Acetabula Osteoid Osteoma Mimicking Juvenile Idiopathic Arthritis and Chronic Recurrent Multifocal Osteomyelitis

Osteoid osteoma (OO) is a benign bone tumor that usually presents between 10 and 35 years of age. The metaphysis and diaphysis of the femur and tibia are the typical locations. The diagnosis is usually straightforward when images reveal a radiolucent nidus surrounded by reactive sclerosis. However, the diagnosis is more difficult when it occurs at atypical locations with nonspecific and misleading appearance on images. OO may mimic juvenile idiopathic arthritis (JIA), bone infection, or malignancy. We present a 14-year-old male with a 4-month history of left hip pain. His pain was worse with playing hockey and lacrosse and in the morning and sometimes woke him up at night. His examination was significant for pain with flexion and external rotation of the left hip and for mild limitation of full external rotation. Blood work revealed normal complete blood count, erythrocyte sedimentation rate, and C-reactive protein. Left hip X-ray was unremarkable.
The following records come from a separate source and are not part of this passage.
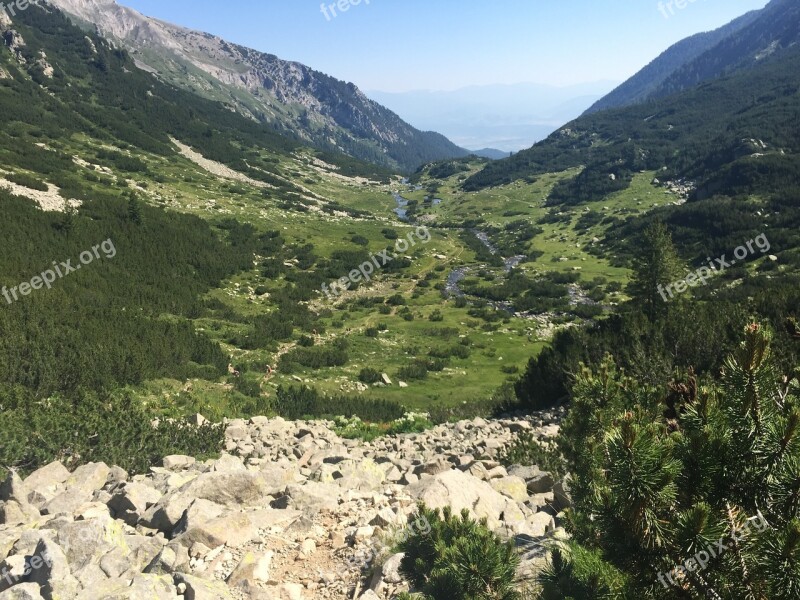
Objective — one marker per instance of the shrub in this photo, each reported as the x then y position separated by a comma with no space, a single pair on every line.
527,451
458,557
300,402
369,375
396,300
416,370
305,341
115,429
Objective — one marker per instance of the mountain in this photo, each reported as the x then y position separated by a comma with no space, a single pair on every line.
507,117
739,44
706,133
491,153
292,98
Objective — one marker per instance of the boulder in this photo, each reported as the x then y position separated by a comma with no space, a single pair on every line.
201,589
511,486
461,491
131,500
23,591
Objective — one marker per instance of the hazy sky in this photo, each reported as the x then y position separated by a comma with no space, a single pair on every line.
401,45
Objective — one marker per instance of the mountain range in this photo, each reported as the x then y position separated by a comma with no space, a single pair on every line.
741,43
693,114
291,98
506,117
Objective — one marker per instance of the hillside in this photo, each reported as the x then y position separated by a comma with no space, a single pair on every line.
738,45
289,97
696,135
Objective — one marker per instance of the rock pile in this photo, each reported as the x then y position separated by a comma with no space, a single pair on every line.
290,511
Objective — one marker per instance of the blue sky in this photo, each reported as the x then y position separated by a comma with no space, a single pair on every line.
402,45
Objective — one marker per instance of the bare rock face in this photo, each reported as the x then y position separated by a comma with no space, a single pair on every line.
337,114
296,513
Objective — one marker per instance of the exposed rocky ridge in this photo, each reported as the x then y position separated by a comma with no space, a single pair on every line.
318,109
294,512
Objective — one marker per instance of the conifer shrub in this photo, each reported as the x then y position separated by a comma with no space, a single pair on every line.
458,558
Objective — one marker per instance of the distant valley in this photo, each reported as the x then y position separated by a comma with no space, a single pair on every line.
505,117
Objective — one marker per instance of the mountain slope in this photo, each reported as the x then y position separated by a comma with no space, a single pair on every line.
702,133
292,98
506,117
705,56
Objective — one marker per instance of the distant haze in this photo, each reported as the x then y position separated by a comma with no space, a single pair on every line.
505,117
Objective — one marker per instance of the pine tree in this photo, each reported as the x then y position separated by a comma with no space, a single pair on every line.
134,210
654,269
700,499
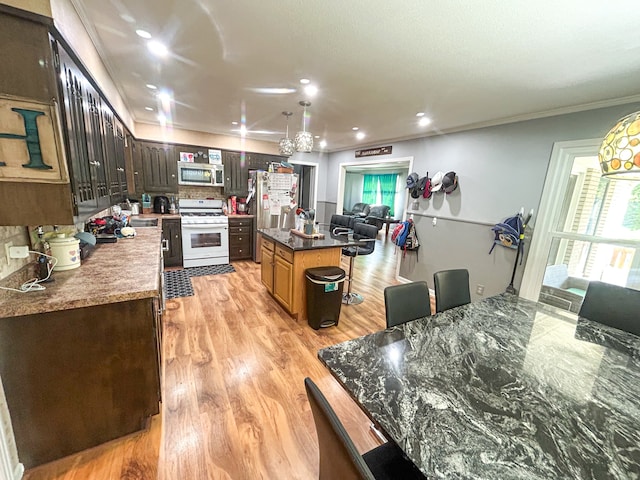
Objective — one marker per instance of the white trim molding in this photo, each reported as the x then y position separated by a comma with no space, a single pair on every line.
555,185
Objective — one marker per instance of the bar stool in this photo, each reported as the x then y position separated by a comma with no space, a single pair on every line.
367,234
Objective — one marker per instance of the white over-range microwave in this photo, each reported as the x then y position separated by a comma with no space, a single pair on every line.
202,174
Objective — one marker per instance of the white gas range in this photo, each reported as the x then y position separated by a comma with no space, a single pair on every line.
205,233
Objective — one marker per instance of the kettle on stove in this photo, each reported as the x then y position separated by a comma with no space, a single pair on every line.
161,204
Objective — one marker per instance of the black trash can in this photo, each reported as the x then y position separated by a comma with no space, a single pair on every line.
324,295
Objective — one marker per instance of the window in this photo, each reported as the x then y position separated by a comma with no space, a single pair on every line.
592,233
380,190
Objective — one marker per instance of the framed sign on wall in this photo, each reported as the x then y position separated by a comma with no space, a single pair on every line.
30,142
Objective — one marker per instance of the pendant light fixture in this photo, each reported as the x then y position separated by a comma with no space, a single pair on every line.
286,144
304,140
619,154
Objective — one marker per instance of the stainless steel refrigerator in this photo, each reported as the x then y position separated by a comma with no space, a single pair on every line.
273,199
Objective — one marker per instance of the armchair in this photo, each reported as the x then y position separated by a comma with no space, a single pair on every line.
358,210
376,214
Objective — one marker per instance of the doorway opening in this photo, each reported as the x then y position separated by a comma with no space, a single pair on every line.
352,178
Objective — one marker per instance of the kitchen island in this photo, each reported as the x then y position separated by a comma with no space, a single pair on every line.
286,256
501,388
80,360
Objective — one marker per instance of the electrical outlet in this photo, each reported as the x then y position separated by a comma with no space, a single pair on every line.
7,247
19,252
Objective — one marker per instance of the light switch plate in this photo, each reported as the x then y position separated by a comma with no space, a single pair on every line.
7,246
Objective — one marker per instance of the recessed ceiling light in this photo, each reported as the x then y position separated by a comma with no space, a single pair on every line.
143,33
157,48
273,90
164,97
311,90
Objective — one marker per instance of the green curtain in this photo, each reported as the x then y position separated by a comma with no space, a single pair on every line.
370,189
388,184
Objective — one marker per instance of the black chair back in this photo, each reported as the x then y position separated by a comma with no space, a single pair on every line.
340,223
452,289
618,307
362,231
406,302
339,458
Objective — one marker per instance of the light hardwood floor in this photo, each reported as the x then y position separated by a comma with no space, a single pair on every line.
234,404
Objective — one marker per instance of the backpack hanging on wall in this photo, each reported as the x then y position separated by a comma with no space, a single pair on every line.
508,232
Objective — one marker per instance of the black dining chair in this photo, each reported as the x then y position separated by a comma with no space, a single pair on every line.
366,234
406,302
339,458
611,305
452,288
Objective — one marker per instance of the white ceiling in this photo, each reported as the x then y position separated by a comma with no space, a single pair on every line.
376,63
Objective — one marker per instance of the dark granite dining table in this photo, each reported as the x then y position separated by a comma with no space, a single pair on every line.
503,388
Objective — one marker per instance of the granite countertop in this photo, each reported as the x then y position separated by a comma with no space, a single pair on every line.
294,242
114,272
501,388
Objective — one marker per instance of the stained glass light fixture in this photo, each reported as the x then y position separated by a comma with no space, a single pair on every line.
304,139
287,148
619,154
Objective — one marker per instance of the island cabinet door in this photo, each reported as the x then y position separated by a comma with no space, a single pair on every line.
266,266
74,379
283,281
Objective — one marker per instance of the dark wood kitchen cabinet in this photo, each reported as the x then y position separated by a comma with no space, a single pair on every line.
261,161
236,173
95,140
78,378
28,74
158,165
172,242
240,238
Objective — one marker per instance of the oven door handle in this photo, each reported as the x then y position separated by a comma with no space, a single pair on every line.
203,225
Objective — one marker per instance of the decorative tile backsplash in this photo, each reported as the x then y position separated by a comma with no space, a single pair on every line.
19,236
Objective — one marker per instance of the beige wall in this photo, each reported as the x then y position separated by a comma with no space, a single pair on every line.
41,7
19,236
145,131
68,23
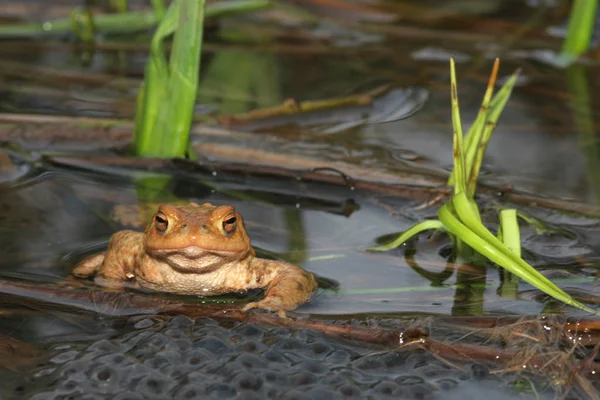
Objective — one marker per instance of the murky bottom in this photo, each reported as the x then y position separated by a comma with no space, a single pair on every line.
158,358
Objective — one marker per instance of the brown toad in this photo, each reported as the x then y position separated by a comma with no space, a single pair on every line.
198,250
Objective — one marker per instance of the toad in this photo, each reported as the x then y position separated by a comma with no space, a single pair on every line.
197,250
Left hip MR arthrogram showed marked edema of the medial and posterior walls of the left acetabulum. CT-guided biopsy of the left acetabulum showed unremarkable flow cytometry and chronic inflammatory component raising concern about chronic recurrent multifocal osteomyelitis (CRMO). Bone scan revealed focal increased uptake in the left acetabulum and no additional abnormality. Repeat MRI with intravenous contrast showed a left hip effusion, focal synovial enhancement in the medial left hip, and acetabula edema. The patient failed treatment for presumed JIA and CRMO with nonsteroidal anti-inflammatory drugs (NSAIDs), steroids, methotrexate, and adalimumab. CT scan of the left hip was performed for further evaluation of the bone and showed 11 × 6 mm low attenuation focus with subtle internal nidus in the posteromedial aspect of the acetabular rim, suggestive of intra-articular OO. Radiofrequency ablation was performed with no complications, and the left hip pain improved. The atypical location resulted in delay of diagnosis for 12 months after presentation. We highlight the diagnostic pitfalls observed in atypical OO locations and the difficulties this creates with making the diagnosis. OO mimicking JIA has previously been described. We submit CRMO as another differential diagnosis which may be mimicked and demonstrate the vital role of CT scan in the diagnosis.